Abinadi's life is undoubtedly tough to write about. Hang in there!If you just keep moving through the Book of Mormon, sooner or later you'll get to 4th Nephi. Then you can write 200 years worth of happy books.
I've never written that sad of stuff in my books. I know that when I write stuff that makes my character VERY happy, I tend to feel some of that happiness. So I can only imagine how you feel having to write about death. I guess make sure to take some time to do something on the opposite side that really makes you happy.
I can relate in my own way. I have written a part where I wept hard from my characters. It's HARD.But keep it up- I love your writing style. I don't doubt you will succeed with flying colors. Also- I am sure your testimony has doubled since you've written these books from reading and studying them constantly. What an amazing gift to get!!
Don: Thanks for the encouragement!A. Riley: I've written two death scenes before, but the death was never violent, or the man so young.Ajoy: I do get emotionally tied to my characters.

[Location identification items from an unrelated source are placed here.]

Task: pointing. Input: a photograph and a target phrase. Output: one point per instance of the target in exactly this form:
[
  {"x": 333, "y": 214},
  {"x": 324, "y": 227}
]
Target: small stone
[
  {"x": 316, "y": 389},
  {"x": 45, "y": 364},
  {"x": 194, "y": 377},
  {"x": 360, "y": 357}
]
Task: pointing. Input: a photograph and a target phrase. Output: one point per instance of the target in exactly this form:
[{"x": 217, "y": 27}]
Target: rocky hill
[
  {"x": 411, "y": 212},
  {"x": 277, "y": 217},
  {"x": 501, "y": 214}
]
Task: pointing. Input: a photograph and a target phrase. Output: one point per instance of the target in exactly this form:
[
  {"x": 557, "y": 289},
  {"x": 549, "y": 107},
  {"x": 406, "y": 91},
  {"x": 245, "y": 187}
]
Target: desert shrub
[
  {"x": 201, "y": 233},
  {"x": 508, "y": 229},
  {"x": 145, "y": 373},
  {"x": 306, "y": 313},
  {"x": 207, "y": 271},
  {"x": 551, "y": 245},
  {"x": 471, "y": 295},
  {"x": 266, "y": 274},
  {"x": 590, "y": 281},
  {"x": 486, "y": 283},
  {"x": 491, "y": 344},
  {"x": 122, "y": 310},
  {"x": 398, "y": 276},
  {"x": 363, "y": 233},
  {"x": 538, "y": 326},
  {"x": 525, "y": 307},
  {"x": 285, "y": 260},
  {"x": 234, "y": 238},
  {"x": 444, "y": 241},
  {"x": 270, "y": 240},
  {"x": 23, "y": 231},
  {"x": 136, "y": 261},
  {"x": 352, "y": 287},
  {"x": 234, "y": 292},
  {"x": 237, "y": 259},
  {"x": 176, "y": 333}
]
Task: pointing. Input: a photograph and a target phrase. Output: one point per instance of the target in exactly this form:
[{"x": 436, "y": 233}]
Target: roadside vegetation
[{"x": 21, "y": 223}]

In one of Jack Bickman's books on writing, he points out that our characters aren't real. Get over them. Well, since I'm writing about real people, I think I get more attached. But then again, in my thriller, I swear the main character sits next to me in my car sometimes. He's a horrible navigator. And he always needs to borrow money.
how scary our profession is . . . to mourn for the lives of characters we create in situations we made up. But yours is different. You write about real people. You can't get out of killing the guy off because history tells us how he died. I have hereby chosen to never write about real people. You've convinced me.